Let's listen to someone who earns his money on the countryside.
Stellios Boutaris: Indeed, I am in the wine business. I will come back to your first question, whether the crisis has been good to Greece or not. Well, at this table, yes, we can say that it has been good. However, this is a qualified answer, since socially it is a huge problem. If you really look down and what has been happening in Greece, I am surprised that not everything has collapsed. Maybe we have touched the bottom but still, unfortunately there is a lot of money being wasted. And out of these 1.3 million unemployed people, most of them will never get back to the workforce or they will come to the workforce in completely different terms than the one they used to have. This is something that is not going to be easy. It is really our responsibility to take care of this whole situation.
On the other hand, the crisis is good in a sense that it made us all think twice about what we had been doing, for example in the wine sector. Greece having been on the frontpage of every newspaper for such a long time has been great, because for every bad story people will start looking for a good story as well. Wine has been a good story for Greece. The paradoxic results: Our sales in Germany have tripled in the last two years. It doesn’t make sense but it has grown. There is a wine club in Mexico asking for a greek wine. We never experienced this before. There are people who are selling greek wines in Thailand. This is all new, and I think this is all because of the crisis.

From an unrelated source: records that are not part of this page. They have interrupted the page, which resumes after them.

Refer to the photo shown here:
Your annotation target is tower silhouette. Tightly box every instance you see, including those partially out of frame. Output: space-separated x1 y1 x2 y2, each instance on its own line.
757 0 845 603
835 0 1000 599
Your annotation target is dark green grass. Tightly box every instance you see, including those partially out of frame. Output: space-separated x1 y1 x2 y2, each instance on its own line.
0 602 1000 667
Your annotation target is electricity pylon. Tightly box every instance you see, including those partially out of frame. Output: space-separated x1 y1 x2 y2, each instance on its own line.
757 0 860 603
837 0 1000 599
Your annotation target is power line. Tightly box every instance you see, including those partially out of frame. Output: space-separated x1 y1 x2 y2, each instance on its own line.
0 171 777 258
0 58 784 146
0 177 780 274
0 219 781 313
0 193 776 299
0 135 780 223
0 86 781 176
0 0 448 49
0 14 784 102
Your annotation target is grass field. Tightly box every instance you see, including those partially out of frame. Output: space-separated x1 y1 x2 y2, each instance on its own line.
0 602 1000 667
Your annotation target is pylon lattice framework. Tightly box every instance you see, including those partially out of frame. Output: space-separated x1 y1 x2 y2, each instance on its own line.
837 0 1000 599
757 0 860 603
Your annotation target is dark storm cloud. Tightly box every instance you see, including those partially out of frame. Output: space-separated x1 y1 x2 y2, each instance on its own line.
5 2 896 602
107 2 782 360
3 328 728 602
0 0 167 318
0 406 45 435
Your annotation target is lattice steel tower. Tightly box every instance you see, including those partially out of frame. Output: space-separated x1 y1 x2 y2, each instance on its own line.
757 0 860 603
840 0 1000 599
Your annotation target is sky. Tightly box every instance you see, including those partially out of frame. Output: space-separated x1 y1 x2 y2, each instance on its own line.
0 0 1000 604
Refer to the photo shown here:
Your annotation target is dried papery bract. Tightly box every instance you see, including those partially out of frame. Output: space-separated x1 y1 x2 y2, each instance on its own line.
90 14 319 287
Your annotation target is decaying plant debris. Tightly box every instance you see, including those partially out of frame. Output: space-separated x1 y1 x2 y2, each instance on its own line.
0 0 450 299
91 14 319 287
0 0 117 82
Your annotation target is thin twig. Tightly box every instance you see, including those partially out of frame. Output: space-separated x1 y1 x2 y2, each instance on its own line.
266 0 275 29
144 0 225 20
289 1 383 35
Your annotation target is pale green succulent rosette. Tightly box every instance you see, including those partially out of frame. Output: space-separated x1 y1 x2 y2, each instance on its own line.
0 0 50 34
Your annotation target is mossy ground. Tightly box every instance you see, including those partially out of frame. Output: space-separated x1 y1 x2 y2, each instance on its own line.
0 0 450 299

Suddenly, there is something of a greek advantage: we are very quick in reacting. In our sector, most of the winemakers looked overseas very quickly, started exporting, traveling, cutting costs and inventing new products. People who did not innovate quickly enough were kicked out of the market. Coming back to your question about the public sector, my experience is that it is working better. I work with three different public sectors. One is customs. For six months now, customs has been all electronic and everything is better.